You did hurt my feelings, though....with how good you were shooting within minutes.


----------



## Bucky T (Feb 11, 2011)

Jayin J said:


> I would think that the 55/75's with a couple different weighted field tips will tell you what shoots best.  You can actually get a test kit of field tips too which will include several different weights.
> 
> I do think that you will get this bow tuned in very shortly once received.
> 
> Keep your nock on your string just tight enough that you can still move it up and down to dial in your vertical flight.  Once the arrow is flying straight and not going up and down, then you can fine tune your spine.



I saw a test kit like the one you're describing at 3 Rivers Archery online.

I hope I can get it tuned.

I'm more or less going to be standing 5ft from my target shooting for a while working on my form.  Then I'll start backing up and seeing how the arrows really are flying.....LOL!


----------



## Bucky T (Feb 11, 2011)

Tailfeather said:


> Indeed, you have!!
> 
> You did hurt my feelings, though....with how good you were shooting within minutes.





Feather!  If you just tried to call me, my phone isn't working to shabby here in the office.....

You and Etter were on me like green flies on the gutpile of a September bowkill about my first choice of specs for the bow!



I'm pumped up about this trad archery and hunting!  Haven't even gotten my bow yet and I feel like I'm 12yrs old again anticipating my very first deer hunt!


----------



## gurn (Feb 11, 2011)

Bucky T said:


> That's what the chart says about the 5575 GT's.



Yep right in that range. But the test kit is ah good Idea. Just remember, ya aint gonna want ta hear this but.
You should work on form before tryin ta tune.
You can use arrows that are spined, or not spined correctly to get ah good repeatable form. Then work on tunin.


----------



## Bucky T (Feb 11, 2011)

Bucky T said:


> I saw a test kit like the one you're describing at 3 Rivers Archery online.
> 
> I hope I can get it tuned.
> 
> I'm more or less going to be standing 5ft from my target shooting for a while working on my form.  Then I'll start backing up and seeing how the arrows really are flying.....LOL!



I already took your advice before I ever read it Gurn!


----------



## Bucky T (Feb 11, 2011)

gurn said:


> Yep right in that range. But the test kit is ah good Idea. Just remember, ya aint gonna want ta hear this but.
> You should work on form before tryin ta tune.
> You can use arrows that are spined, or not spined correctly to get ah good repeatable form. Then work on tunin.



One of my customers is deep into Trad archery.  He shoots Tridek? (spelling) bows.
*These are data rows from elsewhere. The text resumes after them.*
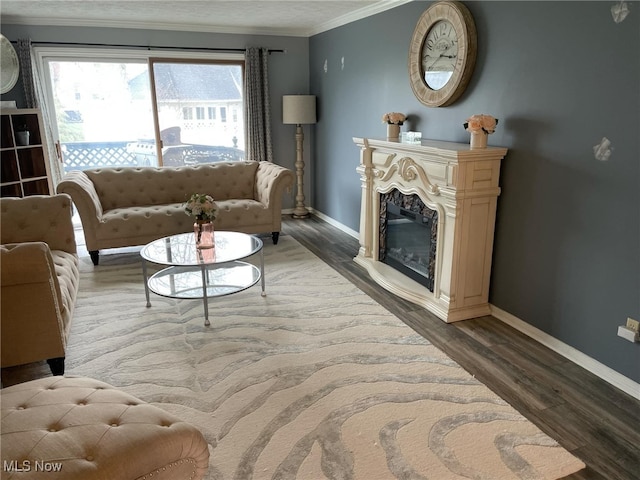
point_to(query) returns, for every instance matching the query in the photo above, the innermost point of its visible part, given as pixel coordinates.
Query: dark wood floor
(592, 419)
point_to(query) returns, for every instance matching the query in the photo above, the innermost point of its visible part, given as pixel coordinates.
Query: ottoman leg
(56, 365)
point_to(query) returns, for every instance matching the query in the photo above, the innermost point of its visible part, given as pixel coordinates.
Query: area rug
(315, 380)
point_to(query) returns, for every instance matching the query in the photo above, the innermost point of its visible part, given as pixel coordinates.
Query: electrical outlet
(628, 334)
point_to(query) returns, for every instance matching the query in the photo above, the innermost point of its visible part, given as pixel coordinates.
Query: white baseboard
(607, 374)
(336, 224)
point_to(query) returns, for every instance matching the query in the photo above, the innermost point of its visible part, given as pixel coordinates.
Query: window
(107, 113)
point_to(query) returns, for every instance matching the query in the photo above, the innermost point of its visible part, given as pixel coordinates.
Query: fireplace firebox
(460, 187)
(408, 235)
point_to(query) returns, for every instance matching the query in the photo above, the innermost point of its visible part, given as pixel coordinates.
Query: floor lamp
(299, 110)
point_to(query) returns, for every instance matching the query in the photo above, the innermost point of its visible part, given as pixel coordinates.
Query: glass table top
(180, 250)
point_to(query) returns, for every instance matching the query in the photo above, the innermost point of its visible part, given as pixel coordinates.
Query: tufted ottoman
(66, 428)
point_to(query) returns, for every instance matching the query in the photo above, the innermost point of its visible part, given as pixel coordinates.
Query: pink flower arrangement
(481, 123)
(394, 118)
(202, 207)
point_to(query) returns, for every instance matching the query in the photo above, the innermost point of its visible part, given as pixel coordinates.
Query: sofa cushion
(68, 275)
(127, 187)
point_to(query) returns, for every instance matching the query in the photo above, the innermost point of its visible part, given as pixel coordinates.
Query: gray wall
(288, 72)
(559, 76)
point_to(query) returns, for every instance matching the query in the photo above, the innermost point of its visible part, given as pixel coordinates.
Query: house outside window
(117, 115)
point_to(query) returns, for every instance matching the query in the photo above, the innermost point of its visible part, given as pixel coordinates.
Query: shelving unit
(24, 169)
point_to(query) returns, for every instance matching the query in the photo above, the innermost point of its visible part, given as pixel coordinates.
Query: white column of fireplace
(462, 186)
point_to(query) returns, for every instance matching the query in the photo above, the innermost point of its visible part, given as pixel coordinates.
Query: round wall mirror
(442, 53)
(9, 65)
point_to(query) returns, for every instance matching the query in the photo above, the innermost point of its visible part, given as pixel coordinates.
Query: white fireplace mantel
(462, 186)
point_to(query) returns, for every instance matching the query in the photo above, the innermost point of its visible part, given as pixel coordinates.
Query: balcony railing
(85, 155)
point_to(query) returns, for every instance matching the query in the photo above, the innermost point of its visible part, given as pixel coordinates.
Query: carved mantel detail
(462, 186)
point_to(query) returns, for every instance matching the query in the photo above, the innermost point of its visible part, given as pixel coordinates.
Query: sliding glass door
(145, 111)
(199, 111)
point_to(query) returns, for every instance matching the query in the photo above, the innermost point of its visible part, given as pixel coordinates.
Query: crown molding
(135, 24)
(364, 12)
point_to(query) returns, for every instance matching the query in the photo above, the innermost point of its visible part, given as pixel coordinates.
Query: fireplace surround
(460, 186)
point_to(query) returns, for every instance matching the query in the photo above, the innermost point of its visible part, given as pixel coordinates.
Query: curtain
(35, 98)
(257, 109)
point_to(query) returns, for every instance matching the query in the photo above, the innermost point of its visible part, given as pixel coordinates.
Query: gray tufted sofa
(40, 279)
(77, 428)
(129, 206)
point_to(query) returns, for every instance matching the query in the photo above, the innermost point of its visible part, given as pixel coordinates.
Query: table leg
(264, 294)
(146, 280)
(205, 300)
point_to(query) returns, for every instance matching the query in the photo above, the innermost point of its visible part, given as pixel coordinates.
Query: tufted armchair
(129, 206)
(39, 281)
(78, 428)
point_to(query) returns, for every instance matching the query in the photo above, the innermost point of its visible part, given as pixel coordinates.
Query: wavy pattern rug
(314, 381)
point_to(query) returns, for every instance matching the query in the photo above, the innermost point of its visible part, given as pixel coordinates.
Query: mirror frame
(10, 65)
(459, 16)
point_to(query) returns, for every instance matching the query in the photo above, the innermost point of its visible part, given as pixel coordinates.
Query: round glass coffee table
(193, 273)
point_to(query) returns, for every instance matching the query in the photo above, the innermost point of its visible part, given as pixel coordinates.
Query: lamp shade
(299, 109)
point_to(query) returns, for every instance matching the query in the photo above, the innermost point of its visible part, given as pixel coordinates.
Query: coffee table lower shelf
(204, 282)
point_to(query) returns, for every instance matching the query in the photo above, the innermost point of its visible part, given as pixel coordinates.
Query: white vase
(393, 131)
(478, 140)
(204, 234)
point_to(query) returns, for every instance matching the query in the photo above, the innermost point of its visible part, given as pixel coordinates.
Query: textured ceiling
(270, 17)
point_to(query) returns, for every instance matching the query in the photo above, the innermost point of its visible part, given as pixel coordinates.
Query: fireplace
(426, 222)
(408, 233)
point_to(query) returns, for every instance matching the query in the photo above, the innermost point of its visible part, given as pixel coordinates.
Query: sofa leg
(56, 365)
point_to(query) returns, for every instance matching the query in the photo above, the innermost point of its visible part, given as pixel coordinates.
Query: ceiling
(261, 17)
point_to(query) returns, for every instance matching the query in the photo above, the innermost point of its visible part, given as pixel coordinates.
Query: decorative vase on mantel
(204, 233)
(393, 131)
(478, 140)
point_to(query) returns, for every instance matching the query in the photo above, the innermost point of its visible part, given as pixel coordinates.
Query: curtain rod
(150, 47)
He had me stand 4ft away from his target and shoot one of his bows at it yesterday after I finished my work at his home.  It was 62" and he said around 52lbs at 28"  I shot the target 20 times.  He gave some good tips and told me exactly what you said.  Told me to pick a spot on that target and try to hit everytime!  Said by doing this, I would train myself on how to draw to approximately the same length and anchor at the corner of my mouth everytime.  

He used a "Deep Hook" hold and also used 3 fingers under the arrow.

I don't like the 3 under the arrow.  I shoot with 1 over and 2 under and feel good with it.

I hold the string not in the deep hook method.  More of right around the first crease in my fingers.  I feel comfortable doing that and it didn't get tiresome after shooting 20 times.  

I kept all the arrows in a grapefruit sized ball doing that yesterday.


----------



## gurn (Feb 11, 2011)

Great!!


----------



## Etter2 (Feb 11, 2011)

You must have a good friend to let you shoot his Damon Howatt MONTEREY for that long.  Sounds like a real stand up guy.  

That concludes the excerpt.